When it comes to pursuing white-collar crime, there have arguably been prosecutorial crickets surrounding the abuses that lead to the financial crisis of 2008. We’ve seen the opposite approach taken to insider trading.
A crackdown from the Feds since 2009 has resulted in charges against 81 people, with 73 convictions and guilty pleas.
Yet billionaire hedge fund manager Steven A. Cohen, who authorities have been investigating for seven years, remains a free man. Despite wiretaps and indictments of some underlings, investigators don’t appear to have a criminal case against him. That’s even though Cohen has “been an obsession” for them, according to veteran reporter Charlie Gasparino.
And according to the Wall Street Journal this week, Cohen is expected to avoid criminal charges ahead of a July deadline related to one major case (due to statute of limitations).
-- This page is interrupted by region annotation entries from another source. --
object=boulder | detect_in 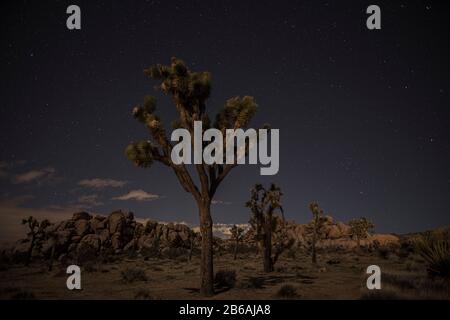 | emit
[108,211,125,235]
[74,219,91,236]
[72,211,92,221]
[76,234,100,263]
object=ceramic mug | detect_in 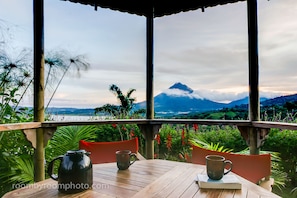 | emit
[205,155,232,180]
[116,150,137,170]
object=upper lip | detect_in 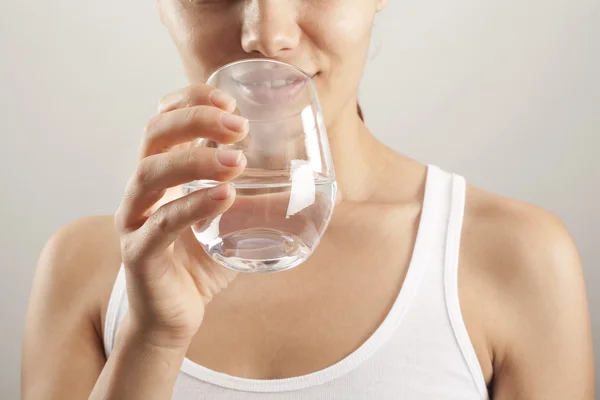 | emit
[234,68,316,85]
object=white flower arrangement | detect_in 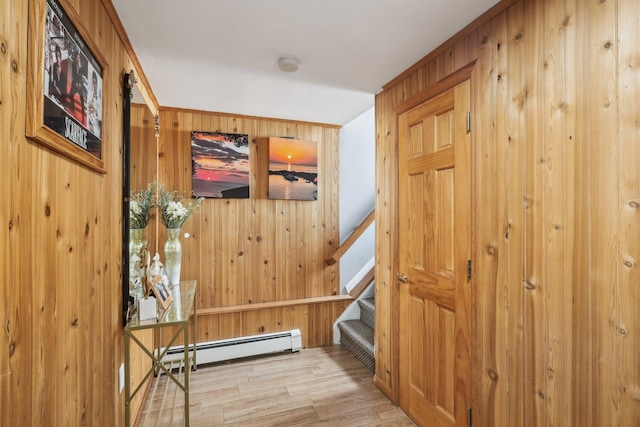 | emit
[129,184,156,228]
[158,185,204,228]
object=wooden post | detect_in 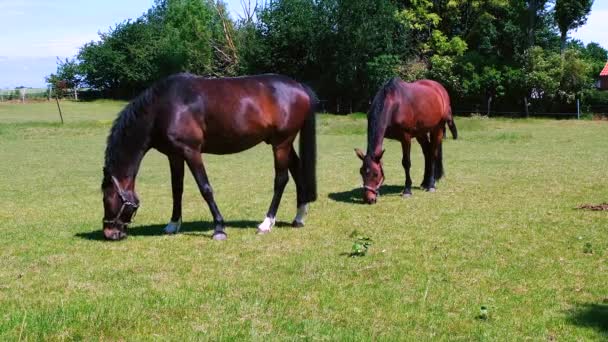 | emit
[55,96,63,125]
[487,96,492,116]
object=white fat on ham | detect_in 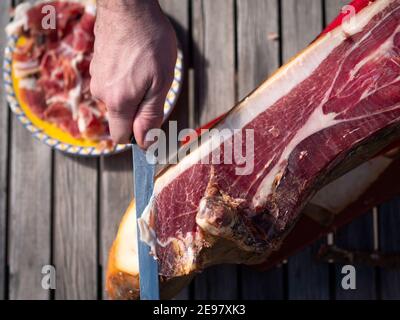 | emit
[310,156,393,214]
[18,77,37,90]
[6,2,32,36]
[67,53,84,120]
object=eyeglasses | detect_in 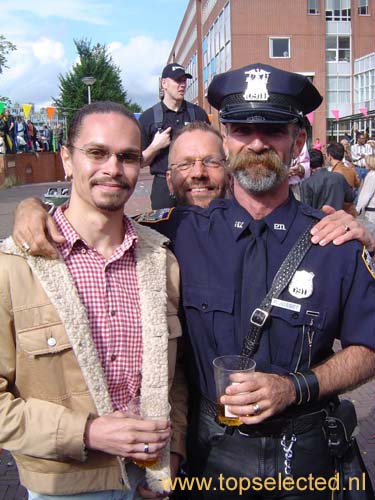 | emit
[68,144,142,166]
[169,156,226,172]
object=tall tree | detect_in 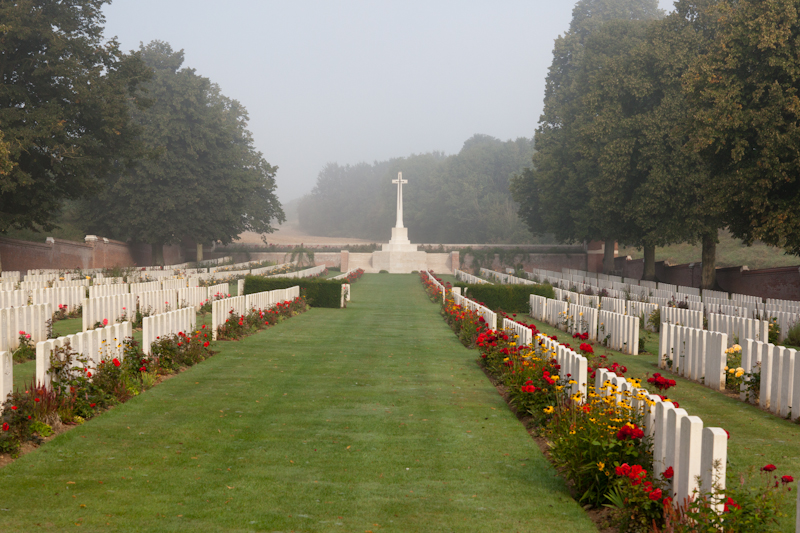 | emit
[512,0,663,271]
[84,41,285,261]
[0,0,149,232]
[576,14,721,286]
[676,0,800,255]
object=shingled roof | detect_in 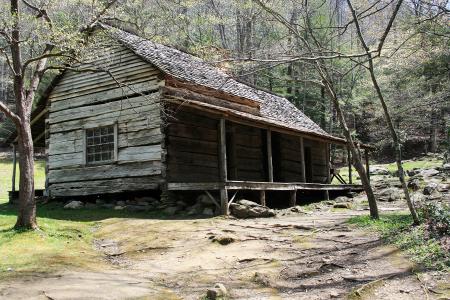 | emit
[101,24,343,142]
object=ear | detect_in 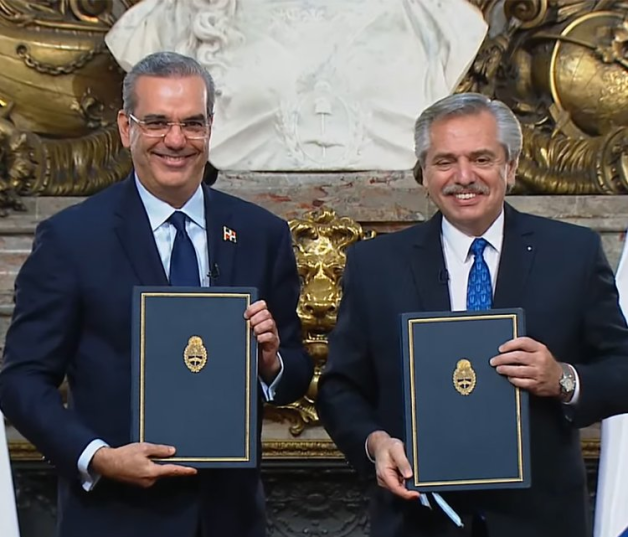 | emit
[506,159,519,188]
[118,110,131,149]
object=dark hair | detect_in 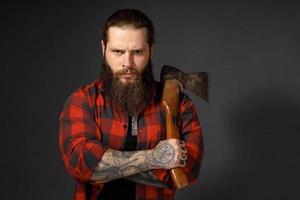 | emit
[102,8,154,47]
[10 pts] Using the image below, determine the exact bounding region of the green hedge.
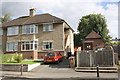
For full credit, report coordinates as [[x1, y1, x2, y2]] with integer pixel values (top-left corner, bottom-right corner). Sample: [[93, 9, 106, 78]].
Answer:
[[0, 53, 23, 63]]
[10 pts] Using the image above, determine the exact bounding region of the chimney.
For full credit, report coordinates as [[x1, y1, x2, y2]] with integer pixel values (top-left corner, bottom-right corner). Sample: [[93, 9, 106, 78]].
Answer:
[[29, 8, 36, 17]]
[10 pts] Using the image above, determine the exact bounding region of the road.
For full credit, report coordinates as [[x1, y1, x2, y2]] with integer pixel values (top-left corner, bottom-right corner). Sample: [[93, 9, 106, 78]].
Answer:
[[0, 60, 118, 80]]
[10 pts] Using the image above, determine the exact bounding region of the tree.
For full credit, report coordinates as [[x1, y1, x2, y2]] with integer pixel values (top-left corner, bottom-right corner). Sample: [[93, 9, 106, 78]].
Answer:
[[77, 14, 110, 45], [0, 13, 11, 23]]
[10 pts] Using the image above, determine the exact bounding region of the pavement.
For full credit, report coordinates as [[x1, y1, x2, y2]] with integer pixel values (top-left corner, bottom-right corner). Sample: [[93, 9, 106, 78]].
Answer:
[[2, 60, 120, 80]]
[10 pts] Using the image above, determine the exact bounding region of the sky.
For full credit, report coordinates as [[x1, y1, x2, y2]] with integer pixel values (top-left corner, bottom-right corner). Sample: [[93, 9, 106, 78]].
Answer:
[[0, 0, 120, 38]]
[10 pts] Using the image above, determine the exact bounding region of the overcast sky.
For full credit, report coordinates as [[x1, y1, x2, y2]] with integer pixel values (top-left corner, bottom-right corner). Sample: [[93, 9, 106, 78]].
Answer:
[[0, 0, 120, 38]]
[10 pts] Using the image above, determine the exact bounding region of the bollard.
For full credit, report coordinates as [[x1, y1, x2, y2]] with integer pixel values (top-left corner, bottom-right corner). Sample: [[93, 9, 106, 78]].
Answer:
[[97, 64, 99, 77], [21, 64, 23, 76]]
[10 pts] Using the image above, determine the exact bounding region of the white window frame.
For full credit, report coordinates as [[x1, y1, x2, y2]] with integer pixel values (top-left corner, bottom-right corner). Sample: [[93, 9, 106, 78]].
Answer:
[[0, 28, 3, 35], [22, 24, 38, 34], [43, 24, 53, 32], [21, 41, 38, 51], [43, 42, 53, 50], [7, 26, 19, 36], [6, 42, 18, 51]]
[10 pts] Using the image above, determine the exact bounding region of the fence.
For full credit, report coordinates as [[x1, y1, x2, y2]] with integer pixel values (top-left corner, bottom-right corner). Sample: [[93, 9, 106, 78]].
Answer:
[[77, 50, 114, 67]]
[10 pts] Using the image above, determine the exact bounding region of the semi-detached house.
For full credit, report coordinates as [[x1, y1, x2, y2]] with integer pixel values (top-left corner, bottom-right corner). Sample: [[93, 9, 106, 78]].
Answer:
[[0, 9, 74, 59]]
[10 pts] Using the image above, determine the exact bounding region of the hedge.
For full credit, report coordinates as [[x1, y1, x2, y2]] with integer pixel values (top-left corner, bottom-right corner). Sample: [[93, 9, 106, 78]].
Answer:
[[0, 53, 23, 63]]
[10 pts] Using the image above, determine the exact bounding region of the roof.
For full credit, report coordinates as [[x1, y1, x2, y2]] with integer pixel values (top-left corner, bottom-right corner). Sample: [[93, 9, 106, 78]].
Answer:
[[86, 31, 101, 38], [2, 13, 64, 27]]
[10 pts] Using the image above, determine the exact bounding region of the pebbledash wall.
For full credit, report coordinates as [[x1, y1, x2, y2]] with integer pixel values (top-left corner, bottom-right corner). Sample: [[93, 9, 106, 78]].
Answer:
[[5, 23, 74, 59]]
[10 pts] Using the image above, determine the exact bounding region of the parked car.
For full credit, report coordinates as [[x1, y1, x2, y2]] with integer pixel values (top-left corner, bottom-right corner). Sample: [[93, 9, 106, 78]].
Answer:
[[44, 52, 63, 63], [95, 47, 105, 51]]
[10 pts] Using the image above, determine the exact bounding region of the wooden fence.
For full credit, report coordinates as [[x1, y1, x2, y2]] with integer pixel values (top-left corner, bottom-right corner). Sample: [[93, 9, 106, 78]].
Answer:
[[77, 50, 114, 67]]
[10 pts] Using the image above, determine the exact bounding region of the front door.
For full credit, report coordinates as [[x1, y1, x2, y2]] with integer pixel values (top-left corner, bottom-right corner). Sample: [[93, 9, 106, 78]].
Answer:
[[84, 42, 93, 50]]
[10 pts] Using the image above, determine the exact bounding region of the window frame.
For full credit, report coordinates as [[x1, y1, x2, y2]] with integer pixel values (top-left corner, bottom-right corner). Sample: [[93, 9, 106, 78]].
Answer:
[[43, 23, 54, 32], [6, 42, 18, 51], [22, 24, 38, 34], [43, 42, 53, 50], [21, 41, 38, 51], [7, 26, 19, 36]]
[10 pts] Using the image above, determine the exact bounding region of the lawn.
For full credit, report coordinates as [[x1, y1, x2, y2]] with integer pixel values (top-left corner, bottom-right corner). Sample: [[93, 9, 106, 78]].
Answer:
[[0, 60, 43, 64]]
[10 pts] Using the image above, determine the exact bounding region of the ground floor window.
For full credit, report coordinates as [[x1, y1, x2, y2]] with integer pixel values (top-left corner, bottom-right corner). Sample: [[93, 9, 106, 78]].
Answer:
[[6, 42, 18, 51], [22, 41, 38, 51], [43, 42, 53, 50]]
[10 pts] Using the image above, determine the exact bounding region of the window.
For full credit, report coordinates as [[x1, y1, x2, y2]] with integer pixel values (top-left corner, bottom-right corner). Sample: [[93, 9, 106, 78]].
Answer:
[[6, 42, 18, 51], [43, 24, 53, 31], [45, 53, 55, 57], [22, 25, 38, 34], [43, 42, 53, 50], [0, 28, 3, 35], [22, 41, 38, 51], [7, 26, 18, 35]]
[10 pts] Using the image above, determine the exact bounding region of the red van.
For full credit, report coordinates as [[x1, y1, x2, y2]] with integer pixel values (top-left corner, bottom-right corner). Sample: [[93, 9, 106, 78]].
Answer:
[[44, 52, 63, 63]]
Charlie Gasparino, senior correspondent at Fox Business, has reported on insider trading and the Cohen investigation extensively for his new book. While the July deadline may pass, he doesn't think Cohen is off the hook.
“I don’t know if it’s him specifically, it could be the firm specifically,” he tells The Daily Ticker. “I think [[prosecutors are just]] not going to walk away.”
Check out the video interview above with Gasparino to find out why.
Gasparino chronicles the investigation of Cohen in "Circle of Friends: The Massive Federal Crackdown on Insider Trading--and Why the Markets Always Work Against the Little Guy."
While Gasparino thinks charges against Cohen in some way are likely, he contends there has been a degree of prosecutorial excess here.
“If you’re looking at a guy for seven years and you haven’t found anything and you’re destroying his business, the civil libertarian in me says enough,” Gasparino says.